The data coalition era could not have started without support from lawmakers. It would never have emerged solely through grassroots organization or new technological developments. There are three reasons why.

1. Data coalitions needed to be made into necessary counterparties for businesses looking to use data. Otherwise, Big Tech would have done everything possible to circumvent coalitions and go on assembling data from the individuals willing to part with it most cheaply. 

2. Data coalitions needed to be subjected to special regulations. These regulations ensured that they remained wholly independent of conventional data-exploiting businesses and that they really served their members’ interests. They also set forth necessary guidelines streamlining the complex disputes that arise between different coalitions representing partly overlapping data.

3. The individual rights to data created by legacy laws like the GDPR (in Europe) and CCPA (in California) needed to be made temporarily delegable to coalitions. If that didn’t happen, then coalitions could not have fulfilled their central purpose: facilitating shared decisions by their members about data use. Making individual data rights strictly non-delegable to coalitions would have neutered them in exactly the same way that “right to work” laws neuter labor unions.

“Today, any entrepreneur with a good idea has the same shot at getting access to large datasets as Amazon and Google.”
Paradise Found?

Data coalitions have cut through the network monopolies of the internet giants like a Gordian knot. Those companies have not been pleased.

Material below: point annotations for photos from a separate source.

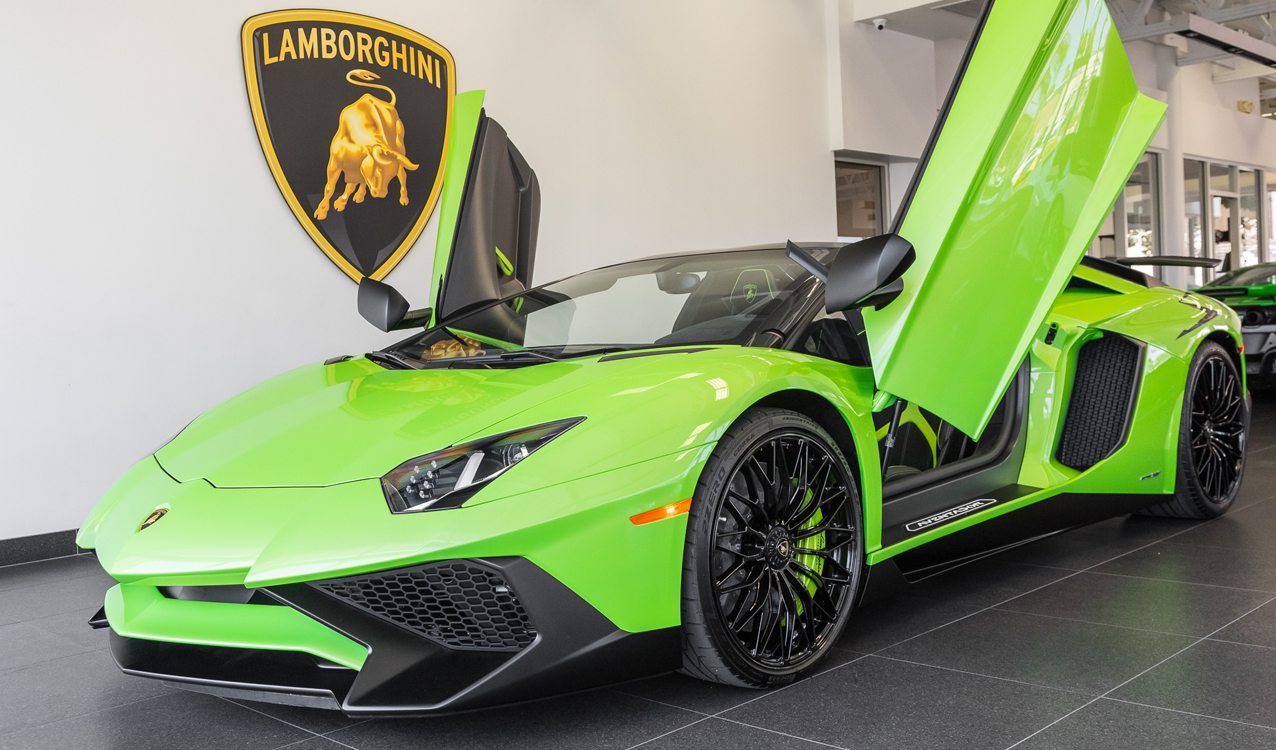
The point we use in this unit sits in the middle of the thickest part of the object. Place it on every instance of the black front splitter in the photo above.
(576, 648)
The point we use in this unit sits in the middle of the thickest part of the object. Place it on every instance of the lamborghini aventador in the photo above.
(698, 462)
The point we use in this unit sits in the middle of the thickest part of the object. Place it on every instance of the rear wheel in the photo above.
(773, 552)
(1212, 436)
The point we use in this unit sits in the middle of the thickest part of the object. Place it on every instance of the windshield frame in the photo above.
(782, 325)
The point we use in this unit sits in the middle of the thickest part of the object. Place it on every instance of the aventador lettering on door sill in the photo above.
(350, 101)
(932, 521)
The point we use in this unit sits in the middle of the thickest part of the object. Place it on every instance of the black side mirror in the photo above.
(864, 274)
(384, 306)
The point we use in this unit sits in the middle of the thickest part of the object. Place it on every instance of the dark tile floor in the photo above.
(1133, 633)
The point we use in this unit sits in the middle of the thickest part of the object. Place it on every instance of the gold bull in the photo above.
(368, 148)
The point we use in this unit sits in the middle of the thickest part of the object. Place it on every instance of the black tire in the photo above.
(1212, 435)
(764, 593)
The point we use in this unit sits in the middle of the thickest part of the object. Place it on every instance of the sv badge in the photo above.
(354, 116)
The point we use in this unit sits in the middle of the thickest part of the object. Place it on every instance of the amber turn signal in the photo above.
(666, 512)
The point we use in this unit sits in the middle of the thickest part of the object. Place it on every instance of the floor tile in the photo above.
(315, 720)
(898, 617)
(1166, 606)
(596, 721)
(1243, 566)
(1223, 680)
(1096, 544)
(985, 583)
(74, 595)
(179, 720)
(1043, 651)
(1257, 628)
(1110, 723)
(722, 735)
(23, 644)
(68, 688)
(1254, 524)
(884, 704)
(314, 744)
(704, 697)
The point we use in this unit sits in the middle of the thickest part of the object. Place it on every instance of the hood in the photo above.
(324, 425)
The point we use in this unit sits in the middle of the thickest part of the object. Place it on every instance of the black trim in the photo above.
(1032, 522)
(941, 120)
(1123, 272)
(1089, 433)
(992, 476)
(576, 648)
(651, 353)
(38, 547)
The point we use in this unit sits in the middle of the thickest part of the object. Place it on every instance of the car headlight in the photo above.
(448, 477)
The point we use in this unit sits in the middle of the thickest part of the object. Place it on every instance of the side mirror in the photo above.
(384, 306)
(863, 274)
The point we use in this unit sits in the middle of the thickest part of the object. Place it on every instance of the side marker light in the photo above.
(661, 513)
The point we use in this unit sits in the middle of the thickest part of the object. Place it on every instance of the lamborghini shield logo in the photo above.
(354, 115)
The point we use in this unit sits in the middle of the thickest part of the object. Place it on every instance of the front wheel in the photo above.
(775, 552)
(1212, 435)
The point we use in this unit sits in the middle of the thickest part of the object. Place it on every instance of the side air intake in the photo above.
(1101, 402)
(457, 603)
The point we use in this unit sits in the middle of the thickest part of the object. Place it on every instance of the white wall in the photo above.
(152, 268)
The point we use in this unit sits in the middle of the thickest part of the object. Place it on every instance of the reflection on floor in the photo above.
(1133, 633)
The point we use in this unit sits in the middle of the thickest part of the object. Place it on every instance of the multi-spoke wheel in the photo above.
(1211, 438)
(773, 552)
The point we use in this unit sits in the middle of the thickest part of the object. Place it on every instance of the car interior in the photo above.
(923, 441)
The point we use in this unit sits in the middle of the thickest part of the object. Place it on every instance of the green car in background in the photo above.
(697, 462)
(1251, 291)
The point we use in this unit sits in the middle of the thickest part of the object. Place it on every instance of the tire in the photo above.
(1212, 434)
(764, 595)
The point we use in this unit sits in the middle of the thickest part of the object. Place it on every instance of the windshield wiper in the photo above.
(559, 355)
(385, 357)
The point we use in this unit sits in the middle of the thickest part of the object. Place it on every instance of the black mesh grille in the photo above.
(457, 603)
(1101, 401)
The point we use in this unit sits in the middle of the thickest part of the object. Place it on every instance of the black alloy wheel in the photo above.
(1214, 431)
(781, 554)
(1217, 429)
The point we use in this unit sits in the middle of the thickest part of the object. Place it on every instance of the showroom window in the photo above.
(1133, 228)
(859, 200)
(1229, 212)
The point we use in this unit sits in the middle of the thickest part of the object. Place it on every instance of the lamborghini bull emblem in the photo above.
(342, 165)
(368, 148)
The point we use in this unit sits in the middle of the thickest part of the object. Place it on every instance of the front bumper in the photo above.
(521, 635)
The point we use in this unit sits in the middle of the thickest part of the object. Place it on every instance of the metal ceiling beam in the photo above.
(1243, 70)
(1226, 38)
(1226, 14)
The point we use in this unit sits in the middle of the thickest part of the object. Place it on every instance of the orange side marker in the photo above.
(660, 513)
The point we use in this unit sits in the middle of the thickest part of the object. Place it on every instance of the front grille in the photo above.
(1101, 402)
(457, 603)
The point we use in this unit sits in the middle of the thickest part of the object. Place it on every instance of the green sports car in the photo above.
(1251, 291)
(690, 462)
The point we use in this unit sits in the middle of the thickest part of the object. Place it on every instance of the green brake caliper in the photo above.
(814, 542)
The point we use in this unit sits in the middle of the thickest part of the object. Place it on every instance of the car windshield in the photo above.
(1247, 277)
(708, 299)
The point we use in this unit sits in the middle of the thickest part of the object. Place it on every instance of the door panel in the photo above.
(488, 225)
(1040, 133)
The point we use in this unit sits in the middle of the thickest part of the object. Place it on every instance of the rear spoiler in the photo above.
(1169, 260)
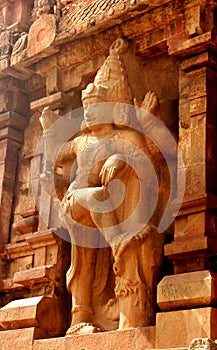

But data coalitions have neither diminished the quality of digital services, nor slowed technological progress. On the contrary, competition has increased and the technology sector as a whole is prospering. Today, any entrepreneur with a good idea has the same shot at getting access to large datasets as Amazon and Google. Consumers are happier, and the public discourse is healthier. Data coalitions have helped society make precisely the sort of intelligent judgments about technology and the public interest that were disastrously neglected for the previous two decades.

The data coalition era is neither a techno-utopia nor a Luddite fever-dream. It is simply a new political-economic settlement with a more reasonable synthesis of competing interests, better incentives and a less alarming concentration of power in Silicon Valley.

I wonder where’d we be heading without it?